Extended Data Fig. 10. Extended analysis of GWAS genes enrichment in xenotransplanted microglia.

a, Summary heatmap with the expression levels of the Top10 marker genes for each cluster (as in Fig. 1c), compared across all experimental groups used in this study. b, Expanded gene list with the canonical AD genes according to the latest GWAS study of Fig. 8a, with the addition of other genes of interest, that is the genes selected in our previous publication (see Supplementary Table 4 for the complete list). Raw counts (log scale) are reported on the x axis, while standard deviation of counts is shown on the y-axis. Dots are coloured by SCT-normalised expression (see Methods) and size reflects percentage of cells in our dataset where the gene is detected (see all values in Supplementary Table 4).
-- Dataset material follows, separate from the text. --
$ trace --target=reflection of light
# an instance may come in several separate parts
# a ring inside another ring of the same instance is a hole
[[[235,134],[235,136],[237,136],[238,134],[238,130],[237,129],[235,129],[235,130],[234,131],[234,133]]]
All genes from (a) that are significantly changing in at least one of the tested conditions in this manuscript are reported in an extended heat map build as in Fig. 8a. The black bars represent the number of cells (in thousands) with detectable expression (>=1 read per cell) for each candidate gene. The heat map summarizes the deregulated expression (LogFC, colour scale) of these genes across cell states (each cluster compared to all others), as well as after exposure to amyloid-β plaque pathology, upon injection of soluble aggregates of Aβ, or altering the genetic background of the mice or the transplanted cells. The genes are ranked in rows based on hierarchical clustering. We identify 3 sets of genes that display a common profile across cell states (based on their enrichment in the specific microglial phenotypic transcriptional states HM, DAM and HLA, and CRM), amyloid-β pathology and genetic risk, and we group these profiles as: microglia Homeostasis, plaque-induced genes, and soluble aggregates-induced genes. The remaining genes did not show a clear enrichment in cell states or other conditions. All differential expressions were significant after adjusting P-values using Bonferroni correction (FDR < 0.05).